Cette mobilisation est donc révélatrice du fossé entre l’élite anglophone, qui a depuis très longtemps tenté de jouer un rôle d’intermédiaire entre Yaoundé et les populations anglophones, et a parfois même soutenu une répression dure, et les préoccupations des populations anglophones. En effet, le Premier ministre et les élites anglophones, qui ont essayé de jouer ce rôle de médiateur au début de la crise, ont été conspués par la foule. Le déficit de légitimité des dirigeants anglophones concerne aussi, à un moindre degré, les chefs de l’opposition. A titre illustratif, en novembre 2016, le président du Social Democratic Front (Sdf), Ni John Fru Ndi, s’est fait huer à Bamenda alors qu’il tentait de calmer une foule en colère.

La crise crée des tensions au sein du Sdf entre une frange plus radicale qui, à l’image du député Wirba, réclame une fédération à 2 Etats ou la sécession, et une frange plus traditionnelle réclamant le fédéralisme à quatre états ou, pour les plus modérés, une meilleure décentralisation. Pour être en phase avec son électorat, le Sdf a accentué en 2017 sa revendication du fédéralisme à quatre états tout en prenant des mesures symboliques comme la non-participation au défilé du 20 mai en solidarité avec les détenus anglophones. On n’était alors là au cœur du double jeu permanent pratiqué par la Sdf en quête de strapontins.

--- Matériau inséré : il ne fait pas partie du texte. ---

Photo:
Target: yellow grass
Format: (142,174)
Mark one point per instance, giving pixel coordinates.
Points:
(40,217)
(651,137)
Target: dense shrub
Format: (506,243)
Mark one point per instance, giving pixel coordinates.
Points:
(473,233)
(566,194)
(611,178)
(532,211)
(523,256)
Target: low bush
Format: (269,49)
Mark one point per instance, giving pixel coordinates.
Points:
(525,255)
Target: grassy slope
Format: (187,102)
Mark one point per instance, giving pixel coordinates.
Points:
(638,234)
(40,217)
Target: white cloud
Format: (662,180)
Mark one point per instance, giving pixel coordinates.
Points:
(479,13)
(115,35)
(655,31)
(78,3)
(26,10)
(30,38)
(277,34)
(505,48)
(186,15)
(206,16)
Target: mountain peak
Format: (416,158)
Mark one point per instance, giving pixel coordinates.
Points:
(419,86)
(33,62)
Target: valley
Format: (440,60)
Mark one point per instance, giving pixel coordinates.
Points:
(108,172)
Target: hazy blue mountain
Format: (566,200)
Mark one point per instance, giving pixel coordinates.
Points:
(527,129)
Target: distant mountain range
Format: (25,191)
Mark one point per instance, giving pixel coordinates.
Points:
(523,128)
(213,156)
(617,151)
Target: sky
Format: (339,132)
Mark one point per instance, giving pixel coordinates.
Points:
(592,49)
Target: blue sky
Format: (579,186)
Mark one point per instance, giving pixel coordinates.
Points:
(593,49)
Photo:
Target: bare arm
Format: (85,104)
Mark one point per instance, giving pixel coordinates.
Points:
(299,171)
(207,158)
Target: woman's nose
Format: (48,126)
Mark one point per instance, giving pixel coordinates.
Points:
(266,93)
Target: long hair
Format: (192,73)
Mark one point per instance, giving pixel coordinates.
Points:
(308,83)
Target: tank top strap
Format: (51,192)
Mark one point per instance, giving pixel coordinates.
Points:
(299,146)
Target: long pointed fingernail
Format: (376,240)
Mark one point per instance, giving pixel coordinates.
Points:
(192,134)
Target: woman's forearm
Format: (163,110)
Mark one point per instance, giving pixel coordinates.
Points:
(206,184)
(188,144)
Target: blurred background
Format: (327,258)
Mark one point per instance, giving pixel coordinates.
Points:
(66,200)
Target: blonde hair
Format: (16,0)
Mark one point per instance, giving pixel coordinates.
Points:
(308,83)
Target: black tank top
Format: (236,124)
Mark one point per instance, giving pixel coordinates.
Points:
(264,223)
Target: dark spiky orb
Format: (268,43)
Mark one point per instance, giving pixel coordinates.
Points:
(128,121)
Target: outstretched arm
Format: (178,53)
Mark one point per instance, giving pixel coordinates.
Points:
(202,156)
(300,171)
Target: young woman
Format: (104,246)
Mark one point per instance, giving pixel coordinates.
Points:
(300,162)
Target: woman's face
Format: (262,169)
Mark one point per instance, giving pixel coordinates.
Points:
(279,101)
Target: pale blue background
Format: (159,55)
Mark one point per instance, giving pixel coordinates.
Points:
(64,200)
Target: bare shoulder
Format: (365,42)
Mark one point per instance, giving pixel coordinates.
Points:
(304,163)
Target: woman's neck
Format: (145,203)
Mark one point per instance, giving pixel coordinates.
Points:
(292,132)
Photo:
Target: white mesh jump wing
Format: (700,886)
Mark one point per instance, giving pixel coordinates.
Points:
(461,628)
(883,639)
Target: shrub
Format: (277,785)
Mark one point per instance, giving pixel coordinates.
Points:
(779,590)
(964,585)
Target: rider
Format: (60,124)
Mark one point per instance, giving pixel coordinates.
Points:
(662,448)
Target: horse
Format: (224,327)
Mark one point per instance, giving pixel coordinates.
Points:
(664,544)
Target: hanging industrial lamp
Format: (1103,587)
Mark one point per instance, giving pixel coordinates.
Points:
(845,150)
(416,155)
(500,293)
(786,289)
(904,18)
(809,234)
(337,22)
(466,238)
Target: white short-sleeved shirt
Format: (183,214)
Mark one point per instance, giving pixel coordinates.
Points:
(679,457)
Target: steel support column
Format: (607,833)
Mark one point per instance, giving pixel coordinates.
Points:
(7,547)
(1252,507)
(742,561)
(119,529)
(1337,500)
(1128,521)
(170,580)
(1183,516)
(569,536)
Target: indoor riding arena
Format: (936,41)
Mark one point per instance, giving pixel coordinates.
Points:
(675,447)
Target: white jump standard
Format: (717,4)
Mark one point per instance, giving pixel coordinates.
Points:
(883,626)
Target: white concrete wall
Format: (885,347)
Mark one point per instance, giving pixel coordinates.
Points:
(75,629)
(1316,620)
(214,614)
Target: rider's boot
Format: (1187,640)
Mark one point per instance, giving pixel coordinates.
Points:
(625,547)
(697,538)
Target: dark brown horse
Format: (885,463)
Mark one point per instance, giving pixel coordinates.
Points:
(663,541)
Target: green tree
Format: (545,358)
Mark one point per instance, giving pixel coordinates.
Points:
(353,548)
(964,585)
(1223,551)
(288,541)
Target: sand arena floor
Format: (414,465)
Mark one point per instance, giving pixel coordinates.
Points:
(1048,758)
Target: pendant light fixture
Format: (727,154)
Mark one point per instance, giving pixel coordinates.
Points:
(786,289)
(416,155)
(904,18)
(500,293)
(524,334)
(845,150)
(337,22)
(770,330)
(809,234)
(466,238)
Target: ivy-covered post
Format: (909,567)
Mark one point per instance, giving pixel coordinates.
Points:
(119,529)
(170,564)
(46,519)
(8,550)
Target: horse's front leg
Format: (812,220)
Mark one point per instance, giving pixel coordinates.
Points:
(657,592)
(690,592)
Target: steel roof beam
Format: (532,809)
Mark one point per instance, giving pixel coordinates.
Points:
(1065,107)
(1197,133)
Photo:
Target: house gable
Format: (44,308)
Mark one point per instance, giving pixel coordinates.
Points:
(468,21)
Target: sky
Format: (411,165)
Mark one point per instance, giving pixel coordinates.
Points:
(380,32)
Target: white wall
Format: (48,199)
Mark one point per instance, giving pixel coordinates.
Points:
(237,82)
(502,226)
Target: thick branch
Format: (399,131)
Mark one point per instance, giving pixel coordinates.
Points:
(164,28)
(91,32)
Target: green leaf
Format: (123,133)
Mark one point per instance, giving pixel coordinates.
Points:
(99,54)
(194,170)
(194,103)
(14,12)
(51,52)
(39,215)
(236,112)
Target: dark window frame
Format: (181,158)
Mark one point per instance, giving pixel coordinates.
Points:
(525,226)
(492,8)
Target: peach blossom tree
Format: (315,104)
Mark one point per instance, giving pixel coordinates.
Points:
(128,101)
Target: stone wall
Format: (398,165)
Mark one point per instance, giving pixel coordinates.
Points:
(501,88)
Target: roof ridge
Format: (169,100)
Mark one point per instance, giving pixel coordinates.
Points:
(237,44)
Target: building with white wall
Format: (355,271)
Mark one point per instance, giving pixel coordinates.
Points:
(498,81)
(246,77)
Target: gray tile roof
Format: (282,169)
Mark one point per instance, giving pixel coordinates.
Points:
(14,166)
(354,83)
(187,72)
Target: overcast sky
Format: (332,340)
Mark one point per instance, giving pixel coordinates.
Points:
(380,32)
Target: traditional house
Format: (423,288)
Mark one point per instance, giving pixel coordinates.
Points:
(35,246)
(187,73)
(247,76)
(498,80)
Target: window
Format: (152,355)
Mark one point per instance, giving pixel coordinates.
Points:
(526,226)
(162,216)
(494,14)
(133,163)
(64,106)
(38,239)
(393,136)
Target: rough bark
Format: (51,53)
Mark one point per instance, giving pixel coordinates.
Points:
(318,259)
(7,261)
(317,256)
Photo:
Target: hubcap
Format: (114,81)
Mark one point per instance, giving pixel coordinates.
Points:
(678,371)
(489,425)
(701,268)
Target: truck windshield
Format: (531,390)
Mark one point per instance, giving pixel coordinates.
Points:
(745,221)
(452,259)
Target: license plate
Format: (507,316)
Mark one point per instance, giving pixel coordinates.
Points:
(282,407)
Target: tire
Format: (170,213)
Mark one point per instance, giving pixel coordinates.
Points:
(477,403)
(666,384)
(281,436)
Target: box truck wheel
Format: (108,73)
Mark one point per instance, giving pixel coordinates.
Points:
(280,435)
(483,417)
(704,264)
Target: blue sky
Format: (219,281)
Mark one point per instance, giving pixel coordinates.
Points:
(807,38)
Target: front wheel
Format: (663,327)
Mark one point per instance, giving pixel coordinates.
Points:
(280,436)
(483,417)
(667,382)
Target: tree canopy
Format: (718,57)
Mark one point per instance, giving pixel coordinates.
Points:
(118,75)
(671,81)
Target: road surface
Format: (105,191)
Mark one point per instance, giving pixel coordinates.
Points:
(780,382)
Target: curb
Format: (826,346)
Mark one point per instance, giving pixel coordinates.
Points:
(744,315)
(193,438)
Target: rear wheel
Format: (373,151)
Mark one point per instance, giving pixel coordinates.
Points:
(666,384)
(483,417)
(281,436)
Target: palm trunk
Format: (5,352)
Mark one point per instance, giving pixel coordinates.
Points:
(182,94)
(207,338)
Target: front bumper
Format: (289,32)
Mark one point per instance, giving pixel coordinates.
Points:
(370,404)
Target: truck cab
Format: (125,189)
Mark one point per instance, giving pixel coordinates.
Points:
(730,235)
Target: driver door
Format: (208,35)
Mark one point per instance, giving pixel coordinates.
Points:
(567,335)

Mal leur en a pris, ils ont tout perdu. Le Chairman du Sdf s’est même souvent fait kidnapper pour augmenter son crédit auprès des populations, mais les résultats n’ont pas été à la hauteur de ses prétentions. Même au sein du Rdpc au pouvoir, les députés anglophones ont fait part de leurs inquiétudes au gouvernement. Rien n’y fait. Pour certains analystes, un fossé générationnel important, un système de gouvernance reposant sur la cooptation des chefs traditionnels et des élites locales, et une politique d’équilibre régional détournée au profit de grandes familles liées au régime ont fini par radicaliser une bonne partie de la population qui à un moment de la crise a commencé à flirter avec les séparatistes.

Il a fallu que ces derniers commencent à se montrer plus barbares que leur crédit de confiance a commencé à se diluer et attirer le rejet des populations. En effet, la résolution du conflit ne repose-t-elle pas aujourd’hui dans un renouvellement d’une classe d’élite plus proche des populations et donc une rupture totale avec l’élite actuelle cooptée, arrogante et prévaricatrice ? L’on ne perd rien à essayer.